[e2e] How TCP might look with always there ESP
David P. Reed
dpreed at reed.com
Wed Jul 18 00:50:38 PDT 2001
At 02:58 PM 7/17/01 -0400, Craig Partridge wrote:
>In message <NEBBJGDMMLHHCIKHGBEJAEKACJAA.dotis at sanlight.net>, "Douglas
>Otis" wr
>ites:
>
> >For which cases would ESP digests appear weaker than a 16 bit TCP checksum?
>
>If they had the same number of bits, then we'd have to evaluate the two
>over particular error models to determine which is stronger.

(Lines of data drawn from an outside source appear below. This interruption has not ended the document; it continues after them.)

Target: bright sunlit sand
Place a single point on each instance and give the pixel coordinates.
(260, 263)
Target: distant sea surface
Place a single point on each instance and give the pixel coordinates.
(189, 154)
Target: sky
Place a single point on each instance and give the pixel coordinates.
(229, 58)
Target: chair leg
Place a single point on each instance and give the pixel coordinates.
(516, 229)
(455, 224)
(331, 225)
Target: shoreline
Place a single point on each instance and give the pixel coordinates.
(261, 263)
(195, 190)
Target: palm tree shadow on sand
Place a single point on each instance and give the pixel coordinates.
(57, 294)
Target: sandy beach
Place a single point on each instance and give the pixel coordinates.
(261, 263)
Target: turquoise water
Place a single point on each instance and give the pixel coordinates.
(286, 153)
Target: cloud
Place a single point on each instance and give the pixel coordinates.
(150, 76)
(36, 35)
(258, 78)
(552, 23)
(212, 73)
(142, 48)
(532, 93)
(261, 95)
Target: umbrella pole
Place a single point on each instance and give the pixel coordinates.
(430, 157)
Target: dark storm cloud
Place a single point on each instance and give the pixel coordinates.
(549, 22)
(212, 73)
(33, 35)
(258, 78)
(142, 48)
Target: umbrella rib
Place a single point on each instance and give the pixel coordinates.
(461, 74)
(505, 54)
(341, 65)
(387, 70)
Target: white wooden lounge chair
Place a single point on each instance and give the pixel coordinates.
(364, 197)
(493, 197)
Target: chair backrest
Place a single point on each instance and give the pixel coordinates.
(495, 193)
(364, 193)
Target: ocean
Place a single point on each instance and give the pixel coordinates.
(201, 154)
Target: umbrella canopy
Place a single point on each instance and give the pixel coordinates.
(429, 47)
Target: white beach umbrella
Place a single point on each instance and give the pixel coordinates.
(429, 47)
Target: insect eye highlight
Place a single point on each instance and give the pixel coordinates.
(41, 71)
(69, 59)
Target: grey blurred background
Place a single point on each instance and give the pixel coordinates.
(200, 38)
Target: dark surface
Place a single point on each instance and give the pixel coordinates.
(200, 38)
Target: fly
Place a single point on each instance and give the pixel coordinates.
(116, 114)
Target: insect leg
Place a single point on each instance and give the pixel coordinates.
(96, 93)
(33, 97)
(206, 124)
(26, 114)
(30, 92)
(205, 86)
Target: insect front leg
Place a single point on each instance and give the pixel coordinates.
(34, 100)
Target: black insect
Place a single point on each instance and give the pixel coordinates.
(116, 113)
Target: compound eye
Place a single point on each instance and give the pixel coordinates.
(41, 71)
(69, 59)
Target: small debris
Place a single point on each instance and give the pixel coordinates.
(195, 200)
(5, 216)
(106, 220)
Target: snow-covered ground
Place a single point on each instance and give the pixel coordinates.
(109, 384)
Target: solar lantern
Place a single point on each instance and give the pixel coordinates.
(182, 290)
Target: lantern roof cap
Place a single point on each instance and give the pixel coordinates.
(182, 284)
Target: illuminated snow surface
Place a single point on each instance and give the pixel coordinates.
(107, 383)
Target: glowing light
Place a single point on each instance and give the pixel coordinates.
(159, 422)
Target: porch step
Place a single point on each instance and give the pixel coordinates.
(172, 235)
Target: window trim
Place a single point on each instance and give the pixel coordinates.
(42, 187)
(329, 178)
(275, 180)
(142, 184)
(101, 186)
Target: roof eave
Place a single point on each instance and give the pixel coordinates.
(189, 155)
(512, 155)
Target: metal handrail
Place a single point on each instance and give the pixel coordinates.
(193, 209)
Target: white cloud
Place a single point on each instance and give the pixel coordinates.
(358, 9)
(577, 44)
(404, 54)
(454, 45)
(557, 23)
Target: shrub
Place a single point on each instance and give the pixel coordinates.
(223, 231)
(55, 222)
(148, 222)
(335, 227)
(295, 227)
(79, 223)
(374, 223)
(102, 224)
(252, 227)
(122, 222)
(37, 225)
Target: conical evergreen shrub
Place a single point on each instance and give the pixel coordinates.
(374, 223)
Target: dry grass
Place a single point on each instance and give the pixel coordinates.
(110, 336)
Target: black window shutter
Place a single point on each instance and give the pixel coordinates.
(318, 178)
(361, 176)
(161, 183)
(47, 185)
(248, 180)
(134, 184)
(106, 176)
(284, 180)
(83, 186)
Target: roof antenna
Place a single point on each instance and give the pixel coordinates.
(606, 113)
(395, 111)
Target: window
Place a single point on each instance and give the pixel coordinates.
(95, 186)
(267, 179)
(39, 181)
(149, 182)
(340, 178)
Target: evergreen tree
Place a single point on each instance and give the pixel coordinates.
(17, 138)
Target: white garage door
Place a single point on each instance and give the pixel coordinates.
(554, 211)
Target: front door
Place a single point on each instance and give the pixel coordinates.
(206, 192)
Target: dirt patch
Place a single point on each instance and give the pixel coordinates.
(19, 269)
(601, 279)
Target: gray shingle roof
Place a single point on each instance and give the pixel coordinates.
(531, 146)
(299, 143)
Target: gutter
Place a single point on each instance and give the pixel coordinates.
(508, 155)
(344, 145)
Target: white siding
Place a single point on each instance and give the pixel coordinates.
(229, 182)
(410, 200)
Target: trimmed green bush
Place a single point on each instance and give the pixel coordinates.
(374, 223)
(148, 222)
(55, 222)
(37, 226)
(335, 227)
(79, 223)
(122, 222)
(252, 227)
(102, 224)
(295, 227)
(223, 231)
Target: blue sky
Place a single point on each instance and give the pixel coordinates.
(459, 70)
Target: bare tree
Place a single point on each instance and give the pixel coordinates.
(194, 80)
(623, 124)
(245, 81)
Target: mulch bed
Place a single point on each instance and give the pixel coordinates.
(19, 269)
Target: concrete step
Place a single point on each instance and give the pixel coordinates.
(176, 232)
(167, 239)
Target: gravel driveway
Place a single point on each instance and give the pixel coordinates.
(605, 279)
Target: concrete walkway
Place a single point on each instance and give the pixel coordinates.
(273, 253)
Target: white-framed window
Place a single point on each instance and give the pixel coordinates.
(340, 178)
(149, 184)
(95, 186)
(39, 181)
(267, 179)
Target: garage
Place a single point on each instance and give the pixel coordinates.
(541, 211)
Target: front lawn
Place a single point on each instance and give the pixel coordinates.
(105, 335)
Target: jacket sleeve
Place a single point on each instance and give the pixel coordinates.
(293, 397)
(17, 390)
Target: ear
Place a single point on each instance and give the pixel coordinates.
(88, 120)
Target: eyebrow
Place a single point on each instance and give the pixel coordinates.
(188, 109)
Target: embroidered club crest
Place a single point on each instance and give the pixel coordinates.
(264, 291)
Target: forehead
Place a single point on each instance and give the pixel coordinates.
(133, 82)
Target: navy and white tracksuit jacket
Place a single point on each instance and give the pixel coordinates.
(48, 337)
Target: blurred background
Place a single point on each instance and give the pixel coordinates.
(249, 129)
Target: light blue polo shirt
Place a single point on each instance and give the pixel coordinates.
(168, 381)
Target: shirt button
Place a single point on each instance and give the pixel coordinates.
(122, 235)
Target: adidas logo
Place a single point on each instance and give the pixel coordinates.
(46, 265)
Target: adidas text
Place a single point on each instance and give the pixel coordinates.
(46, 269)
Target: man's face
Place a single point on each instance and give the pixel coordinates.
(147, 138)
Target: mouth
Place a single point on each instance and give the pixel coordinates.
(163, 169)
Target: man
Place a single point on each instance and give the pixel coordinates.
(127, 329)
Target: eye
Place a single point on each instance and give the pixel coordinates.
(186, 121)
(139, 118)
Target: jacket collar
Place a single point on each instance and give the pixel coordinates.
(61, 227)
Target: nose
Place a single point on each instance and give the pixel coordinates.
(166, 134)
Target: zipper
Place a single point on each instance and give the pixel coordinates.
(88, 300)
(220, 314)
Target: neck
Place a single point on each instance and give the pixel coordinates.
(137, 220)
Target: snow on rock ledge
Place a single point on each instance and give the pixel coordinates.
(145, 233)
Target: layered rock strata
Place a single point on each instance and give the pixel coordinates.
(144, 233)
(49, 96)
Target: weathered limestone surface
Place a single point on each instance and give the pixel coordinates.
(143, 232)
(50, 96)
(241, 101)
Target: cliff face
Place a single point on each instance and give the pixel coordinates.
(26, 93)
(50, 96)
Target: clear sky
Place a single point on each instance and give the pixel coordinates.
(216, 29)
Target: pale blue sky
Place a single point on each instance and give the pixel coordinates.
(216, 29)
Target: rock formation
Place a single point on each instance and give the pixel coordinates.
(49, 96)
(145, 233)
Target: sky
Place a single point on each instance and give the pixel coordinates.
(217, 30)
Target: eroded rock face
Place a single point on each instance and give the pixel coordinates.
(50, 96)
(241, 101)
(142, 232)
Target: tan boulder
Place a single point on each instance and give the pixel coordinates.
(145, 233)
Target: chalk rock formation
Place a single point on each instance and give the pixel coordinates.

While this is true for one particular measure of effectiveness (average
number of undetected erroneous packets from a distribution), I want to
register the following observation:
if the model of the "corrupting" process is not stochastic, this measure is
both meaningless and irrelevant.
2 examples:
1. deterministic corruption ( non probabilistic process explicitly
dependent on data or externalities like timing or congestion). In this
case the measure is meaningless.
2. adversarial (conscious entities that may choose attack based on
knowledge of the error detection method used). Measure irrelevant and
meaningless.
In other words there is no one measure for effectiveness of error detection
that is appropriate over all situations.